Poem obtained by Clay A. Johnson and posted 16 October 1995 on the CTURTLE listserve;
original author unknown, no record found through extensive web search
It was the weather that drove us in,
that rainy afternoon in May.
And the weather, I suppose, that drew us out.
Cold and shivery, unprotected,
gulping draughts of salt night air,
amazed at clouds and the moistness of it all;
Our bare feet rejoiced at pebble and leaf,
grateful for the grit between our parched toes
and the unmerciful touch of rain.
We knew the sadness of walls,
the cold consistency of ceilings,
the dumb flatness of floors;
We knew the shrill insistence of right angles,
perfect squares, and well drawn lines;
We knew the slow steady sweep of the electric clock,
and we grew quiet.
No small wonder, then, with sense withdrawn,
that beach, and sea, and air at first
were numb and dull to me
Or rather We to them,
Shocked without the shells that encased us blind.
Tumbling as from sleep,
we widened at the delicious randomness
of sea clump, dark sea oat, lone driftwood
and the unending conversation of surf.
We grew giddy with space,
toes tracing the sensual curve of ocean’s edge,
skin drunk with salt, wet, and sand,
until, sea-tossed, wind strewn, and scatterbrained,
we became whole again.
Something in the moon, or wind, or water,
or none of these, something older
and more removed from the sounding waves,
this beaten shore, the hard edged shells
that prick and stab into the present;
Something deep, primordial, an ancient call
she answered, and left her weightless world
for the uncertainty of the shore.
How heavy the burden of herself became,
the massive shell, the tapered limbs
that scratched and clawed
for purchase in the too forgiving sand.
She alone knew,
and alone she bore, amidst the shadowy terrors
of an alien world seen through eyes already tearing.

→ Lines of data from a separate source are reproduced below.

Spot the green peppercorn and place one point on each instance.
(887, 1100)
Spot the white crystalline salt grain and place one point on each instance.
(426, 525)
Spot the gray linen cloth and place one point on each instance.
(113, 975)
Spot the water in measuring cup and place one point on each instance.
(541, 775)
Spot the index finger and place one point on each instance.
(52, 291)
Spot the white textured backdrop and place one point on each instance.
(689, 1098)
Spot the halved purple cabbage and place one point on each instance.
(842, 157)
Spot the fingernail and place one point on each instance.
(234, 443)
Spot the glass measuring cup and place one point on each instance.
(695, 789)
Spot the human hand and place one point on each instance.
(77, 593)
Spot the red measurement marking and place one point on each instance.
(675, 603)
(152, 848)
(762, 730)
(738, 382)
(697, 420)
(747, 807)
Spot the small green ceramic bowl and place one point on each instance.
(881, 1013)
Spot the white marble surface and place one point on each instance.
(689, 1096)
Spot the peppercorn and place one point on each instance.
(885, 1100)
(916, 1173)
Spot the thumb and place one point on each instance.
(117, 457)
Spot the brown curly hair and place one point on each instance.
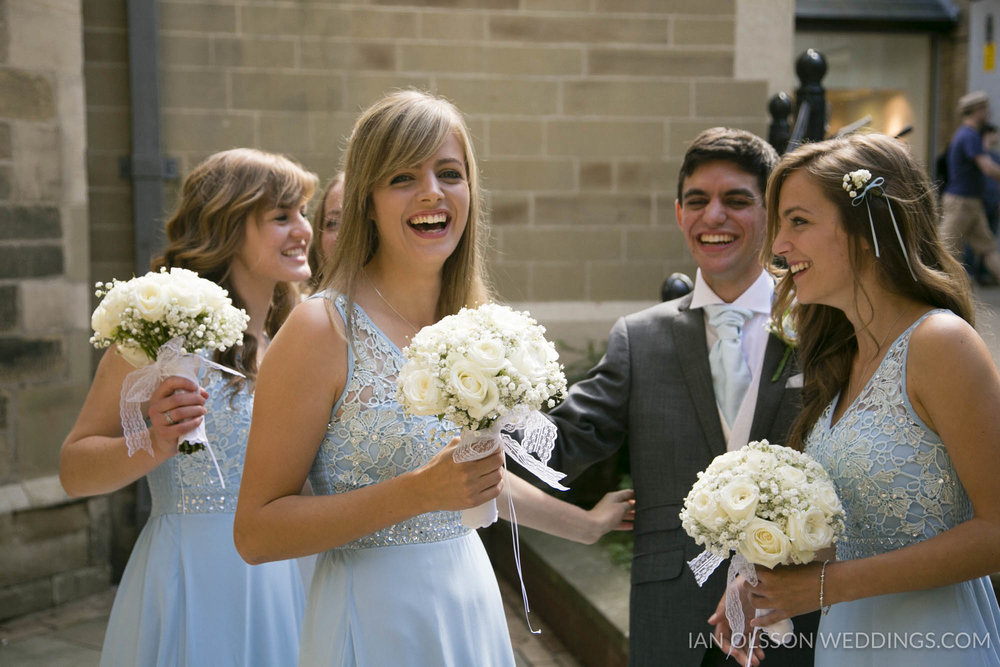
(207, 229)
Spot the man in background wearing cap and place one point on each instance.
(963, 217)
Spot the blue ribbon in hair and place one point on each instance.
(877, 183)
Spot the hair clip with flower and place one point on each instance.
(861, 179)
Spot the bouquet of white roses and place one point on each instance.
(163, 317)
(771, 505)
(488, 370)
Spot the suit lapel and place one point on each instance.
(770, 394)
(692, 351)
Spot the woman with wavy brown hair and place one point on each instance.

We watched her, breathless, perform the rite;
marveled at her cloze-lidded patience, her energy,
the thick head that nodded slow acceptance
of utter exhaustion, the unrelenting will
that rendered her oblivious to all
save her pearly charges’ burial.
We fondled her leathery skin,
Gazed into her eyes admired the thickness of her
wrinkled neck, and thought deeply
of the soft expression on her darkened face.
The deed was done, the sand replaced.
She joined the sea again,
And we waded with her to the edge of our world,
saw her graceful form retreat into the darkness.
In silence, we filled her clumsy tracks,
Erased all trace of what we’d seen,
And dreamed of another cosmic night
when sand shall scatter, and the sea
shall open up her arms to turtle minions.